The problem of language model generating multi format input

Andrewlesson · July 5, 2022, 7:23am

I find that the input format of text generation is very fixed. The data I use now cannot use BPE format. Can I support the input of data in this format? I follow the steps below. In step 1, I can’t get the data of various datasets ，such as train.bpe, test.bpe, valid.bpe
https://opennmt.net/OpenNMT-py/examples/LanguageModelGeneration.html
I want to know how to deal with the data that is a single word, and BPE splitting and merging cannot be performed. whether the language model generation can support the data input of such a single word.
I mean about the input of single Chinese characters. The input generated by the language model is the result of BPE, but if my input is a single Chinese character, BPE cannot produce a vocabulary.

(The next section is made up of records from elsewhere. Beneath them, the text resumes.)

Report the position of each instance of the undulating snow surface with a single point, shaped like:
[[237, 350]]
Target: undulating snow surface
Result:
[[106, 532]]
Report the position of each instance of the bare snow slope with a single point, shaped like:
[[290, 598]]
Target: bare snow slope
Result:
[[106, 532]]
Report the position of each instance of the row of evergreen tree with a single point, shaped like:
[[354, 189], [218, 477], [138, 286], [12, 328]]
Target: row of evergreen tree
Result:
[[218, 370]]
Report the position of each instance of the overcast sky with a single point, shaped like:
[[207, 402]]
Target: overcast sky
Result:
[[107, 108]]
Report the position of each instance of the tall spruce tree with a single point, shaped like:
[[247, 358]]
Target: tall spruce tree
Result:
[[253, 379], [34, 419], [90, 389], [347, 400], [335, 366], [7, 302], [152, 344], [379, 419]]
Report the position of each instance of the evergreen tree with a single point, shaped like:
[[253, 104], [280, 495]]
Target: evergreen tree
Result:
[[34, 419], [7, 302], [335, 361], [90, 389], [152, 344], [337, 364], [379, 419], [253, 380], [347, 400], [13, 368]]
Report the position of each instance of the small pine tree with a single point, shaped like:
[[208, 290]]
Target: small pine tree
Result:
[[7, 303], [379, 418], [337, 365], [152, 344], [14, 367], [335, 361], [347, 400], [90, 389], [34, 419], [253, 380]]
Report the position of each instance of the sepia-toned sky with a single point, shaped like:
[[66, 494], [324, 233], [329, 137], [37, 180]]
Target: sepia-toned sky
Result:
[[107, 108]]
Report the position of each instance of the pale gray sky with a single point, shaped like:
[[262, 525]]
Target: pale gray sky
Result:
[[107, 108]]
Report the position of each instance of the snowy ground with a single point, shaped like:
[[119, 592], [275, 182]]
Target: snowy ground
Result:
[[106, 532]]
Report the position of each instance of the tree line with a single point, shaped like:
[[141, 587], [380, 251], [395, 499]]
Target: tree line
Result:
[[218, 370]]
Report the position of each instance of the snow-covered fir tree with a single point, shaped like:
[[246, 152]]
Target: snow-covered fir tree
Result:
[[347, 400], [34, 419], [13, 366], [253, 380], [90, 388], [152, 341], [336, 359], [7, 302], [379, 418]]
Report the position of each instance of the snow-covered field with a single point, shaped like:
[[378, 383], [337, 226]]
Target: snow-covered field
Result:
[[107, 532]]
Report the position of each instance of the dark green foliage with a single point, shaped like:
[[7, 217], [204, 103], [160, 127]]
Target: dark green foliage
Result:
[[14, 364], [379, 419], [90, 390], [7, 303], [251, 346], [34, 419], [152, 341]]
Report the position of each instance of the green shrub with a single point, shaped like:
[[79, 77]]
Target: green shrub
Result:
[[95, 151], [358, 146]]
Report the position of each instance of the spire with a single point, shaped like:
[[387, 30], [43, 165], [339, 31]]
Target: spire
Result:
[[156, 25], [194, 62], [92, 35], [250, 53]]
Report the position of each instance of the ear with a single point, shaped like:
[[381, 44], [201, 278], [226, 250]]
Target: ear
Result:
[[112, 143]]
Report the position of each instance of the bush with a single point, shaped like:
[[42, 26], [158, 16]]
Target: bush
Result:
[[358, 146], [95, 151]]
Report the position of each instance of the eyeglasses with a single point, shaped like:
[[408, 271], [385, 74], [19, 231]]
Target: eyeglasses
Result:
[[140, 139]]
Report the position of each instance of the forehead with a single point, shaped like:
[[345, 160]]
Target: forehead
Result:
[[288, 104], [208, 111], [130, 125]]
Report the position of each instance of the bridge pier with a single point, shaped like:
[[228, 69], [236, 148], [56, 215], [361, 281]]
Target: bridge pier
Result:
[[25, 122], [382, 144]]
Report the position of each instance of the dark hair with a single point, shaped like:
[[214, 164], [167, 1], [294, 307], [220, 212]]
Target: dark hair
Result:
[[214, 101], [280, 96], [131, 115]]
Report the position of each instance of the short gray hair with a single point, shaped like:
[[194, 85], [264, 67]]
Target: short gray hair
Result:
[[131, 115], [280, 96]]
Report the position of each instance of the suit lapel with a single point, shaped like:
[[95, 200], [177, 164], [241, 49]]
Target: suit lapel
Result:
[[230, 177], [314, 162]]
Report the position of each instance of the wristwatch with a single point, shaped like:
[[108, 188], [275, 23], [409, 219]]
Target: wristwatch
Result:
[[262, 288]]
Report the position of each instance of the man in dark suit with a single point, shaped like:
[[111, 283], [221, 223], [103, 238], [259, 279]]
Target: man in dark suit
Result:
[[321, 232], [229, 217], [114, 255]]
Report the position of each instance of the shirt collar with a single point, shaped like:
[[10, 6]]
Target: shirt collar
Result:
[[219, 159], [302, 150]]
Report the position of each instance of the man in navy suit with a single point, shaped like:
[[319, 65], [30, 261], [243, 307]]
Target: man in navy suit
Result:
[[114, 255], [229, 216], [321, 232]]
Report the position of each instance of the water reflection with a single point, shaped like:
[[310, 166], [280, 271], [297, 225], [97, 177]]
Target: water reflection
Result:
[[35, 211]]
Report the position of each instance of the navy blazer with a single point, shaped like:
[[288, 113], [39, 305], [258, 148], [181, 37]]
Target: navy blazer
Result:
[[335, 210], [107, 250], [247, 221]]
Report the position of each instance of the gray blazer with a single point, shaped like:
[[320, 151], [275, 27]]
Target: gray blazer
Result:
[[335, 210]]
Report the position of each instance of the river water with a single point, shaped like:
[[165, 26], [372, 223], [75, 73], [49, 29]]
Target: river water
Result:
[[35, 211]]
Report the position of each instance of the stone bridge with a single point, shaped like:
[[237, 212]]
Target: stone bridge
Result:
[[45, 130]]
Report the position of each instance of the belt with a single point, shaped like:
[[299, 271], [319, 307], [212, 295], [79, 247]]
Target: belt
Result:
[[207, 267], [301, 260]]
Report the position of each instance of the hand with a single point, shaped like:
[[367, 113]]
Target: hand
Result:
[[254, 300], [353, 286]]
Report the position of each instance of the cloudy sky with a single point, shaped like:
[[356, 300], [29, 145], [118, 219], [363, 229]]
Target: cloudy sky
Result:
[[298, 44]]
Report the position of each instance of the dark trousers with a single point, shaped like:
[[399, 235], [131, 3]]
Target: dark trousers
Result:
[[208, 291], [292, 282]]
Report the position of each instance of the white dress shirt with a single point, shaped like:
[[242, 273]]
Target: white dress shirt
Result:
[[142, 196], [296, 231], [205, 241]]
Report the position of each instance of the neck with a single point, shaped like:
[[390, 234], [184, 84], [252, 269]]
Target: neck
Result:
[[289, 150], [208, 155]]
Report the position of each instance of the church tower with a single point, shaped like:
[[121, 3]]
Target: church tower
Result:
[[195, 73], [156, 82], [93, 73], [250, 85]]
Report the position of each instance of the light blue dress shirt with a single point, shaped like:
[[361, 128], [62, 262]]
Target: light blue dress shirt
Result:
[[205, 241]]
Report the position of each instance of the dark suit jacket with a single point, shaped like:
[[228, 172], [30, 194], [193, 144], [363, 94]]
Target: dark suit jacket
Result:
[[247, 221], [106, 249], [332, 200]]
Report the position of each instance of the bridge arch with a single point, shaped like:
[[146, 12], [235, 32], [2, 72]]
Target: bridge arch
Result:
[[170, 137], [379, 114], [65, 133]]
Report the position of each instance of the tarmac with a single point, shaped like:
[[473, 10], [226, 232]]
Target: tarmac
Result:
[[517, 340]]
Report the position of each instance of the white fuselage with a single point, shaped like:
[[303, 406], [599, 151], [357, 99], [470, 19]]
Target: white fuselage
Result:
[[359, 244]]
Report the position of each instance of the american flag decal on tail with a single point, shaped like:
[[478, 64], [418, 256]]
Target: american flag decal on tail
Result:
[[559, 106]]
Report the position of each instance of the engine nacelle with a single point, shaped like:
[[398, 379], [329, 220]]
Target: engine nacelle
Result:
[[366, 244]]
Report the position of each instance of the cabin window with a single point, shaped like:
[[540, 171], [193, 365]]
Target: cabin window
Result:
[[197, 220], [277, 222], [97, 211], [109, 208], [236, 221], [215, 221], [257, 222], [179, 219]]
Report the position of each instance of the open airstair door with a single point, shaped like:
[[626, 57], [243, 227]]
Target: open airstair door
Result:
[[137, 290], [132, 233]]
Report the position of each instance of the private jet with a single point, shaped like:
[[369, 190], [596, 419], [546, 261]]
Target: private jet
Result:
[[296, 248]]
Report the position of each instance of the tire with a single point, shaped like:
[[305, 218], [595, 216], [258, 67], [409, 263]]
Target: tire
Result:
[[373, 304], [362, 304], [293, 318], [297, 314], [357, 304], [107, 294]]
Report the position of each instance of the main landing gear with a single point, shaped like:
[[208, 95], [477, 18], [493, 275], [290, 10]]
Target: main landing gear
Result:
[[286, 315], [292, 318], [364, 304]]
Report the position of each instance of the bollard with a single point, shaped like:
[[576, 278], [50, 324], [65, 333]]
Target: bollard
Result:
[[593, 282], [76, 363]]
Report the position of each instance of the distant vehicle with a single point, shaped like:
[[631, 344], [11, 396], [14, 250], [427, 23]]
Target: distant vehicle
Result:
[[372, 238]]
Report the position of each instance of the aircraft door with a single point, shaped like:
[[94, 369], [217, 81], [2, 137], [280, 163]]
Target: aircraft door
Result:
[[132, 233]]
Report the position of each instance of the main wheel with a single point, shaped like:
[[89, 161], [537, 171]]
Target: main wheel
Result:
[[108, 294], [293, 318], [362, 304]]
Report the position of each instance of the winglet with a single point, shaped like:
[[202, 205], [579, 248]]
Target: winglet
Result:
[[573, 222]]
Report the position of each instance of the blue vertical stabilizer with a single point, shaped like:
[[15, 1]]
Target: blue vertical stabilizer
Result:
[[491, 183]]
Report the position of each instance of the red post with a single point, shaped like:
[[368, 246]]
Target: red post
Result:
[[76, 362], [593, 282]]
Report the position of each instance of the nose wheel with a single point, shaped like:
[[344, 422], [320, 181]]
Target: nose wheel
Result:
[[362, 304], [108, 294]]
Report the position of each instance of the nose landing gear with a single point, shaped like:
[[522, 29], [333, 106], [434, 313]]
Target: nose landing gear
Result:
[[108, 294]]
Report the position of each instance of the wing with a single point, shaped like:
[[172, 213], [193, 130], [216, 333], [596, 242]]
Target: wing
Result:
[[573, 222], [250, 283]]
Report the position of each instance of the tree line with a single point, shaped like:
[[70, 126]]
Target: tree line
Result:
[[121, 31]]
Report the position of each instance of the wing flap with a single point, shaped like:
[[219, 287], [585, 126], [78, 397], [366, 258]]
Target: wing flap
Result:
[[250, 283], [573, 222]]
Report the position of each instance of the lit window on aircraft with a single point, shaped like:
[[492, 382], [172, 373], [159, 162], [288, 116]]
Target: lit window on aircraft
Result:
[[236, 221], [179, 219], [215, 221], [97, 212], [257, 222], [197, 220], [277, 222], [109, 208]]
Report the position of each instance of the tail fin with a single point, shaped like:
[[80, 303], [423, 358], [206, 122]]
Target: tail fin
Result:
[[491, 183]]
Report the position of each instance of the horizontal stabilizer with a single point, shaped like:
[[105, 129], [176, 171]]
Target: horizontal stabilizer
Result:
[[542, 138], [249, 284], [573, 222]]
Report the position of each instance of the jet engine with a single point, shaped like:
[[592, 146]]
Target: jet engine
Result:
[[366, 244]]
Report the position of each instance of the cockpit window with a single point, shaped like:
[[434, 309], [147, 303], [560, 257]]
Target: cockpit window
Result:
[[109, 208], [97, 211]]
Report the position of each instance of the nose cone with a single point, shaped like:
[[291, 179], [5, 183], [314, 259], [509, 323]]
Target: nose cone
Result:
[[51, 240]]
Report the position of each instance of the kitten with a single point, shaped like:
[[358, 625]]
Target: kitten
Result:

In this case, how should I deal with the input problem. i will not get subword.bpe .
For example:
诺氟沙星遇丙二酸及酸酐水浴加热后显
找朋友要的下雪的他们那边今天下了
我爸说没有都租掉了的
谁劳动去了自己摘去了
这家伙这俩天睡不醒早上困的不行要死

guillaumekln · July 5, 2022, 7:42am

If your data is already tokenized (here you applied a character-based tokenization) then it does not make sense to apply BPE on it.

You should skip the BPE part in this example.

Andrewlesson · July 6, 2022, 12:27pm

Thank you very much for your answer. I will try as soon as you say.